Pour point de départ de notre réflexion, prenons les thèses de ces deux philosophes pré-socratiques que sont Parménide et Héraclite.
Le premier nous incite à nous référer essentiellement à l'immuable, à tout ce qui semble ne pas subir de modification, à ce qui tend à rester identique ; il nous met en garde contre le changement et la transformation.
Le second, lui, adopte une position diamétralement opposée et préconise de compter d'abord et surtout avec le changement, même si cela ne nous permet pas toujours de prévoir raisonnablement l'avenir, même si les modifications apportées par le temps ne s'inscrivent pas toujours comme la conséquence logique des prémisses et des conditions initiales.
Ainsi, quand nous sommes à la recherche d'un diagnostic, nous n'échappons pas au besoin d'établir des contours qui puissent donner une cohérence durable à un ensemble de symptômes. En somme, le diagnostic devrait pouvoir contenir en soi le pronostic ou, mieux, l'état du patient tel qu'il se présente à nos yeux au moment où nous établissons le diagnostic, devrait déjà nous informer sur les chances de guérison et sur les transformations possibles ou impossibles d'une pathologie dont on croit connaître et pouvoir prévoir le développement.
Néanmoins, le diagnostic se réfère en général à une structure assez anonyme, dans laquelle l'identité du patient se trouve noyée, tandis que le pronostic prend en compte beaucoup d'aspects aléatoires de l'existence, susceptibles de renverser les prévisions et de nous surprendre. Nous nous trouvons ici devant l'éternelle confrontation entre données génétiques, héréditaires et constitutionnelles, et données épigénétiques liées aux événements et à l'incertitude qui caractérise le futur. Poussant les choses encore plus loin, on pourrait même voir là une confrontation entre un déterminisme outrancier, pour lequel tout serait prévu d'avance, où la dotation vitale établie pour chacun à la naissance ne laisserait pas place à des variations successives trop marquantes, et une sorte de libre arbitre, étayé peut-être par plusieurs couches de notre organisme, allant de la mise en route de motivations complexes et conscientes jusqu'à des «décisions» cellulaires comme celle de se révolter contre l'apoptose, engendrant ainsi des cellules cancéreuses immortelles.
En outre, si dans bien des cas la phylogenèse peut conditionner l'ontogenèse, il n'est pas exclu que l'ontogenèse, à son tour, ne vienne contrecarrer la phylogenèse en donnant lieu à des variations individuelles qui expliqueraient, par exemple, des guérisons inattendues, une résistance imprévue à certaines maladies contagieuses, des transformations énigmatiques de la symptomatologie, ou encore la longévité.

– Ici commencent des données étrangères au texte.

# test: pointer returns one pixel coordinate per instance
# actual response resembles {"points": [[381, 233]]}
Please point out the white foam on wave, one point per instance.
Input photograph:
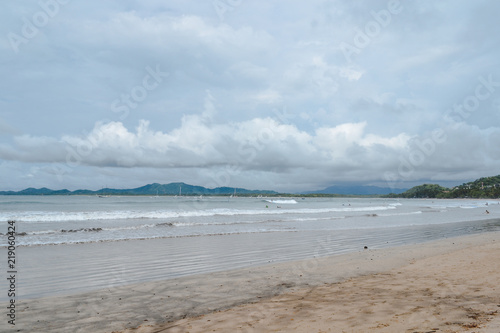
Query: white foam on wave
{"points": [[37, 217]]}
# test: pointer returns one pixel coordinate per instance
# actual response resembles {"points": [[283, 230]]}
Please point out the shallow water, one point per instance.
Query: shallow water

Alors que Chronos, en ne changeant jamais la direction de sa flèche, nous rappelle jour après jour que nous vieillissons et que nous devons mourir, Kaïros, cet autre aspect de la perception temporelle dans la Grèce antique, nous donne continuellement la possibilité de développer notre propre personne.
Si à l'heure actuelle, pour décider d'un choix thérapeutique et ébaucher un éventuel pronostic, nous devons prendre en compte des études randomisées à grande échelle, nous ne devons pas oublier pour autant que bien des tableaux cliniques fondamentaux ont été élaborés sur un nombre de cas limités. Ce qui veut dire qu'en matière de diagnostic il est souvent nécessaire de faire abstraction de l'évolution possible de l'affection, car il faudrait sinon observer un trop grand nombre de cas. Autrement dit, si le diagnostic précis d'une maladie profiterait bien d'un clonage humain, en ce sens qu'il aurait ainsi affaire à des individus presque identiques, le fait que, au contraire, chaque individu cache un aspect essentiel unique et très personnel nous contraint à nous ouvrir à l'imprévisible et à la singularité.

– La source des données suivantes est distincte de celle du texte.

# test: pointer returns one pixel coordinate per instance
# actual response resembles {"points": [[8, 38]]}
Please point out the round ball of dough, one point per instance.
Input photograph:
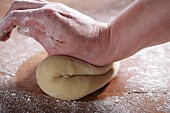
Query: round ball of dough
{"points": [[69, 78]]}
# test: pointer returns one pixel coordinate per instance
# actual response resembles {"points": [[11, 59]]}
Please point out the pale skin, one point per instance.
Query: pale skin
{"points": [[64, 31]]}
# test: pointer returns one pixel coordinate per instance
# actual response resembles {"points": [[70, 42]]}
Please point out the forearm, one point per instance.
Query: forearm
{"points": [[144, 23]]}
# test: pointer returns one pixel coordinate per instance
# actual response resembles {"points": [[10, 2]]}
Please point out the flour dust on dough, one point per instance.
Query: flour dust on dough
{"points": [[69, 78]]}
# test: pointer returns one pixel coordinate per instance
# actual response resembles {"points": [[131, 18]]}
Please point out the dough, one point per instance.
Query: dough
{"points": [[69, 78]]}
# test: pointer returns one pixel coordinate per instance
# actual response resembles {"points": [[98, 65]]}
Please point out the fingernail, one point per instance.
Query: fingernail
{"points": [[23, 30]]}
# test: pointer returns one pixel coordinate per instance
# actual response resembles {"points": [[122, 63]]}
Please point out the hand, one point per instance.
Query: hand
{"points": [[60, 30]]}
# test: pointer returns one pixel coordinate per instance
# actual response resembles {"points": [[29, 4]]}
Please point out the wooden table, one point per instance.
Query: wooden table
{"points": [[142, 84]]}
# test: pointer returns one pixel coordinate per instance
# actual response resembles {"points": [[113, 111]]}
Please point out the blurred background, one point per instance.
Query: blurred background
{"points": [[102, 10]]}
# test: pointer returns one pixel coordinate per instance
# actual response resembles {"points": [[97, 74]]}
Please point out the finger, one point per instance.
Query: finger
{"points": [[26, 4], [23, 18]]}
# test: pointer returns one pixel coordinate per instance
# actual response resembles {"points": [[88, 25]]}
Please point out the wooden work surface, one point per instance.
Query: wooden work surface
{"points": [[141, 85]]}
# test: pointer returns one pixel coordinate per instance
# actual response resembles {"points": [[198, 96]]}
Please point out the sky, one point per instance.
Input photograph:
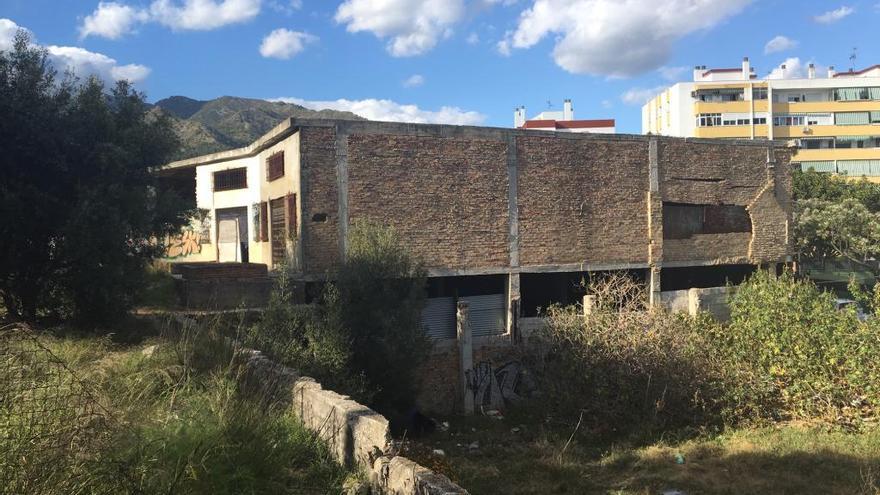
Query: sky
{"points": [[444, 61]]}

Toujours est-il que pour poser un diagnostic nous devons nous baser sur l'objectivité des données que nos examens nous ont permis d'obtenir, tandis que dans la perspective du pronostic nous nous trouvons devant un certain degré de mystère et nous sommes contraints de prendre en compte d'inépuisables métamorphoses. Mystère et métamorphoses qui sont les deux corollaires de la subjectivité ; celle du patient, mais aussi la nôtre, à nous médecins. Dès lors, on ne peut plus se borner à parler de constats, d'observations répétées et de normes. Il faut leur ajouter les sensations, les émotions, les fantasmes, ainsi que la présence effective ou non chez le malade, du désir de guérir et de mieux gérer une santé retrouvée. Sans négliger non plus le désir du médecin qu'au-delà de la réalisation des prévisions, la guérison s'insère dans l'histoire de vie des deux protagonistes, le médecin et son patient, comme une expérience partagée et riche d'enseignement et d'espoir.